Good design is one of the core elements of the Enterprise Architecture discipline. I recently came across and was inspired by Mike Monteiro’s presentation at Webstock 2013. Mike’s presentation was a ‘call to action’ to designers of all walks of life to take their responsibility seriously and deliver good design. This caused me to re-visit a paper I presented some time ago at the Software Engineering Conference in 2010 that aimed to identify the principles of good design[1].
Mention ‘design elegance’ – and you usually get a knowing look, polite smile and a quick change of conversation topic. It is a subject often reserved for the nerd-dom elite, however, I’d like to contend that it is arguably the single most important challenge we have as architects and designers. Anyone can design a solution to a problem; it takes real ingenuity to design something that really makes a difference.
Conventional wisdom states that good design is one that satisfies key stakeholder requirements, however, more often than not stakeholders are the very people that made the decisions that lead to the ‘less than optimal’ current state environment. They rarely approach the table with a ‘whole-of-enterprise’ perspective as their priority, and on some occasions stakeholder requirements can simply promote poor design ideas.
In this post I’ll outline just three core principles that I contend are evident in all examples of good design (e.g., the iPhone, the Dyson vacuum cleaner, the Burj Khalifa, OOP and SOA, and Grameen Bank) and briefly describe how these principles might be meaningfully applied. These three design principles were identified after conducting an analysis on sets of design principles from a range of sources[2]and are specifically formulated to be used in a variety of business, information, application and technology design scenarios.
The principles are as follows:
- The Principle of the Separation of Concerns: A design should be comprised of a set of independent components each of which addresses discrete functionality requirements within the design problem space.
- The Principle of Optimisation: A design should provide a complete solution for the design problem space while achieving maximum economy of components, interfaces, and resource usage.
- The Principle of Coherency: All design components should be harmonised with the design purpose.

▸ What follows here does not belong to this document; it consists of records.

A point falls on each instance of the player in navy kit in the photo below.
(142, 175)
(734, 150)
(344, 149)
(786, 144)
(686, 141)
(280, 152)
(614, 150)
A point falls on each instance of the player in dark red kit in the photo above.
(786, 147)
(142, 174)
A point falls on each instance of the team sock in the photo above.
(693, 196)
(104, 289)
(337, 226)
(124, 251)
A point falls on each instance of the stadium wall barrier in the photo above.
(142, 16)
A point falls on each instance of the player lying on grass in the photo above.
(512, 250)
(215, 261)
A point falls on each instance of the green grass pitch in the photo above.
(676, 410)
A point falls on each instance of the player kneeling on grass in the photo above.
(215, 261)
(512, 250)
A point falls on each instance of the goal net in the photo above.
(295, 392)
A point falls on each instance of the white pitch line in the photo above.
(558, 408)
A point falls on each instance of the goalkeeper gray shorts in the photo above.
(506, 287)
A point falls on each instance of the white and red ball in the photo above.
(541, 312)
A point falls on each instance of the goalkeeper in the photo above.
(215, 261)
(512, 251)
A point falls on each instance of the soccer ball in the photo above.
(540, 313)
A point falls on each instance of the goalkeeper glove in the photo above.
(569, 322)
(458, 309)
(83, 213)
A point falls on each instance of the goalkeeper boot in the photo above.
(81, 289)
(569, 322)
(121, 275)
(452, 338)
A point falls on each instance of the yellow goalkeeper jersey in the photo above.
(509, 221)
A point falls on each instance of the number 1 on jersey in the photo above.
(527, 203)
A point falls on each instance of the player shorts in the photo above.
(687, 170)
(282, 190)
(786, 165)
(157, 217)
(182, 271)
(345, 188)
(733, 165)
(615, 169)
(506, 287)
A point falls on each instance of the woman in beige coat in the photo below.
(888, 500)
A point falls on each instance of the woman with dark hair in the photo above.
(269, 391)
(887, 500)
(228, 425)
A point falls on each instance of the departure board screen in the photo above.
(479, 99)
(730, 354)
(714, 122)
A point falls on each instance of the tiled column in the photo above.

TOGAF®9.1 contains an excellent template for documenting principles that includes guidelines for how to document the name, principle statement, rationale and implications. I like to extend this template to also include a section that has a set of ‘assertions’ – statements that can be answered ‘true’ or ‘false’ depending on whether the application of a principle is evident or not in a given design. These statements provide a simple practical mechanism for assessing one design over another and the extent to which a given design principle has been applied.
The following are suggested assertion statements for each principle:
The Principle of the Separation of Concerns:
- Each component addresses a discrete and unique set of design functionality requirements.
- Replacement or failure of any one component does not compromise the design as a whole.
- Each interface type between components is standardised.
The Principle of Optimisation:
- The design problem space is completely addressed by the solution design.
- There are no unnecessary or redundant components within the design.
- All opportunities to re-use components have been identified and are realised within the design.
- Given the scope of the problem space addressed by the design, the design is evidently the most efficient in terms of resource consumption and execution time.
The Principle of Coherency:
- The design purpose is clearly described and well understood.
- All design requirements derive directly from the design purpose.
- Each component can be mapped to one or more design requirements.
Design Elegance Applied in Service Design Thinking
These assertions can also be applied to the outputs from business and service design thinking initiatives. The ‘Test’ step in an iterative Business Design Thinking process is a point at which to further refine an initial design. The principles and assertions outlined here can be incorporated into this step to rapidly call out opportunities to enhance the efficiency, rationalisation and robustness of a design prototype.
This posting is obviously not intended as the last word on elegant design, but rather to describe a simple, practical and evolving framework offered as a perspective through which to evaluate your own designs as an architect and designer as you take up Mike Monteiro’s call-to-action.
Further refinement of the wording of the principles, and/or contribution of additional supporting assertion statements is welcomed at the end of this post, as is further discussion on the comprehensiveness of these three core principles of elegant design, and their relevance to service design thinking.
[1] Note this material is based on a paper presented at the 2nd European Workshop on Patterns for Enterprise Architecture Management 2010 at the Software Engineering 2010 Conference in Paderborn, Germany.
- The reader is referred to the conference proceedings for additional detail on the principles and their application.